I tried to use the definition of derivative or the triangle inequality but I didn't find the solution.
On
One approach mentioned above is to show that the derivative exists and is equal to zero. Let's try to do something more elementary.
Note that by assumption $$|h(b)-h(a)|\le |b-a|^{c+1}.$$
Fix a point $x$ and let $n$ be a positive integer.
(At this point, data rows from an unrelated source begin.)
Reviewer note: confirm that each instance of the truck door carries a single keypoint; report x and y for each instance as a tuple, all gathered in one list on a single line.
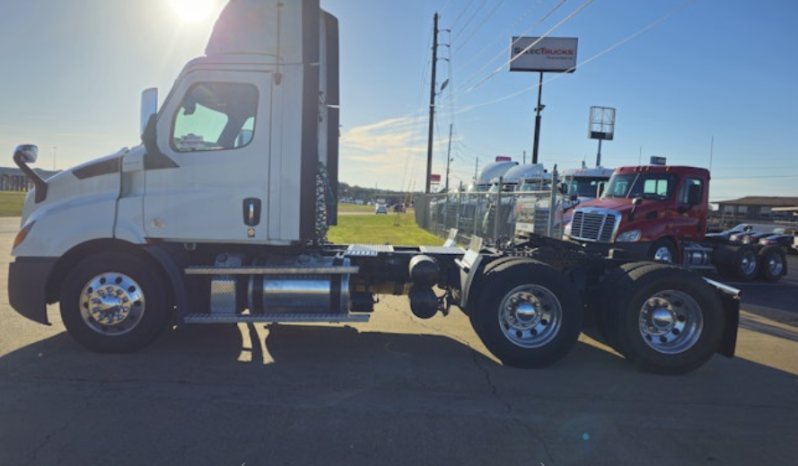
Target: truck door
[(692, 214), (215, 128)]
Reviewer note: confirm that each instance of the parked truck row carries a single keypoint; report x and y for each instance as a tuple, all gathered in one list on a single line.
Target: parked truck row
[(661, 212), (219, 216)]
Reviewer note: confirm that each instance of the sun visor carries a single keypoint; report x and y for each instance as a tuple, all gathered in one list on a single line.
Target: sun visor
[(265, 27)]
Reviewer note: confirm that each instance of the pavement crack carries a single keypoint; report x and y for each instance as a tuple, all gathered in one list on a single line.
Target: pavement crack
[(510, 410)]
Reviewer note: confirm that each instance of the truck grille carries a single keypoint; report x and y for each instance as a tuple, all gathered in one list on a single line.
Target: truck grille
[(597, 226)]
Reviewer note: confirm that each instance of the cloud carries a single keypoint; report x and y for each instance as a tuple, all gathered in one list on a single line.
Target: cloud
[(390, 153)]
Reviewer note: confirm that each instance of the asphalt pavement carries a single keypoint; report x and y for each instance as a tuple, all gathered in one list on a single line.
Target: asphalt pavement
[(394, 391)]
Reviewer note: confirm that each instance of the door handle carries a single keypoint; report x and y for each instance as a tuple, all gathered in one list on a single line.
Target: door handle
[(252, 208)]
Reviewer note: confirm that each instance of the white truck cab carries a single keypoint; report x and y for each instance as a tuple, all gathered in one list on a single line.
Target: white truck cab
[(240, 152)]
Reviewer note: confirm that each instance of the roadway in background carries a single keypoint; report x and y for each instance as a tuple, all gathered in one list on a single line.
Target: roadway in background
[(395, 391)]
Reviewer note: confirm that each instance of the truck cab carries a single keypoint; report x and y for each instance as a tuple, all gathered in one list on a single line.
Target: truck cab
[(647, 210)]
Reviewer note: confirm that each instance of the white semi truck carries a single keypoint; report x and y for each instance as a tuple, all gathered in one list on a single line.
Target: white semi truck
[(219, 217)]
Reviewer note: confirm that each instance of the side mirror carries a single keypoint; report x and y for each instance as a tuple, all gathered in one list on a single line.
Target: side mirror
[(149, 107), (26, 153), (149, 135), (694, 194), (23, 155)]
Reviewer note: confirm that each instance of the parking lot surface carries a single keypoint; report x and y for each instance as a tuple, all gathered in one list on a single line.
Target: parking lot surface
[(394, 391)]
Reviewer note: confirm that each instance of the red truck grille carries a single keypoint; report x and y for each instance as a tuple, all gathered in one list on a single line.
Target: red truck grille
[(596, 226)]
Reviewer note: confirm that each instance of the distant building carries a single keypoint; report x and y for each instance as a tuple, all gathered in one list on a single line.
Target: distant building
[(759, 208), (12, 179)]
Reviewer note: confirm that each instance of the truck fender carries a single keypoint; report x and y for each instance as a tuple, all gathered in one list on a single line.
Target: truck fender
[(730, 297), (173, 266)]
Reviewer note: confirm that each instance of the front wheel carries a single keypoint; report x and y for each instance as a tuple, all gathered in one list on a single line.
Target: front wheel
[(114, 303), (527, 314)]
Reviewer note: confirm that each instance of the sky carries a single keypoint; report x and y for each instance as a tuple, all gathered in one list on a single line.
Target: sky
[(707, 83)]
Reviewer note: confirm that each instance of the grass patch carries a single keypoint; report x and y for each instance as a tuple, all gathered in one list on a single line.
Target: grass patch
[(399, 230), (355, 208), (11, 203)]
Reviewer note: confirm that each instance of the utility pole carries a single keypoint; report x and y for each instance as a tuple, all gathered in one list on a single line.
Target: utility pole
[(448, 158), (432, 102), (537, 121)]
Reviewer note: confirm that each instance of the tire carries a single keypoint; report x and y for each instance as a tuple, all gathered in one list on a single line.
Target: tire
[(669, 321), (132, 304), (527, 314), (772, 264), (746, 263), (663, 250), (487, 274)]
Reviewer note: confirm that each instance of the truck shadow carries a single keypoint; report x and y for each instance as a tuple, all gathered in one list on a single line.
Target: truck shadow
[(321, 360)]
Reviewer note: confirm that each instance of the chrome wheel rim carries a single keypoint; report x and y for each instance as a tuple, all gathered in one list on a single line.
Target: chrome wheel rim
[(748, 262), (671, 322), (112, 304), (775, 265), (530, 316), (663, 254)]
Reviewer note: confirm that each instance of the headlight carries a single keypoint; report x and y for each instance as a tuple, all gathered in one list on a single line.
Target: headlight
[(630, 236)]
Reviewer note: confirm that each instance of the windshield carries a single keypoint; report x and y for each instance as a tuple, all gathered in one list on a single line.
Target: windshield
[(657, 186), (584, 186)]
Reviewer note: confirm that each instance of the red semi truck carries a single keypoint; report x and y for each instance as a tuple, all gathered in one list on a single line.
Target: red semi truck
[(660, 213)]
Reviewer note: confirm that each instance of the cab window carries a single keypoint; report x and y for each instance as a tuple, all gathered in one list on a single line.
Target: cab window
[(215, 116), (684, 194)]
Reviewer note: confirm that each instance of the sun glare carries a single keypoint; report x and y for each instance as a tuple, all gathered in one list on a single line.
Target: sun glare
[(192, 10)]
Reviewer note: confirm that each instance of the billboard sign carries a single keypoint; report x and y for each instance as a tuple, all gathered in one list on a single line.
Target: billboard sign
[(555, 54)]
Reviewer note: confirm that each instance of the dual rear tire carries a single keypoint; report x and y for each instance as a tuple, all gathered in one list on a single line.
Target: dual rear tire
[(662, 318), (527, 313)]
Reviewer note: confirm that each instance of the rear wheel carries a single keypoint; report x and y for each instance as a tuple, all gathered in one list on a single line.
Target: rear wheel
[(772, 264), (669, 321), (527, 314), (114, 303), (604, 304)]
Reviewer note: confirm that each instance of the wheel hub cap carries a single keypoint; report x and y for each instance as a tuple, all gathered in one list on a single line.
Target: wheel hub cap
[(112, 303), (671, 322), (530, 316)]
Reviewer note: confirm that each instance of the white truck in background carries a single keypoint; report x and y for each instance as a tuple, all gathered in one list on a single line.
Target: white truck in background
[(219, 216)]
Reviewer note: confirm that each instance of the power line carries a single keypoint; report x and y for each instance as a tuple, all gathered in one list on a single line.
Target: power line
[(471, 18), (484, 20)]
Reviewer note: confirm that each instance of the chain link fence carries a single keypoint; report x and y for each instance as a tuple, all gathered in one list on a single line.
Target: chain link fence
[(492, 215)]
Write $h(x)-h(0)$ as a telescopic sum and take absolute value (first line), then use triangle inequality (second line), and finally use the assumption, and take limit as $n\to\infty$ (third line):
\begin{align*} |h(x) - h(0)| &= |\sum_{j=1}^n h(\frac{jx}{n})-h(\frac{(j-1)x}{n}) |\\& \le \sum_{j=1}^n |h(\frac{jx}{n}) - h(\frac{(j-1)x}{n})| \\ & \le n|\frac{1}{n} x|^{c+1}=n^{-c}|x|^{c+1}\underset{n\to\infty}{\to} 0 \end{align*}
Therefore $h(x)=h(0)$ for any $x$.
Take $$\underset{h \to 0}{\lim} \frac{|h(x+h)-h(x)|}{h}$$
We have for all $h >0$: $$ 0 \le \frac{|h(x+h)-h(x)|}{h} \le h^c$$
Thus, we have $$0 \le \underset{h \to 0}{\lim}\frac{|h(x+h)-h(x)|}{h} \le \underset{h \to 0}{\lim} h^c =0$$
It follows by the sandwich/squeeze theorem that $$\underset{h \to 0}{\lim}\frac{|h(x+h)-h(x)|}{h} =0 $$
Hence $h$ is differentiable everywhere, and has derivative of 0 everywhere. It follows that it must be a constant function.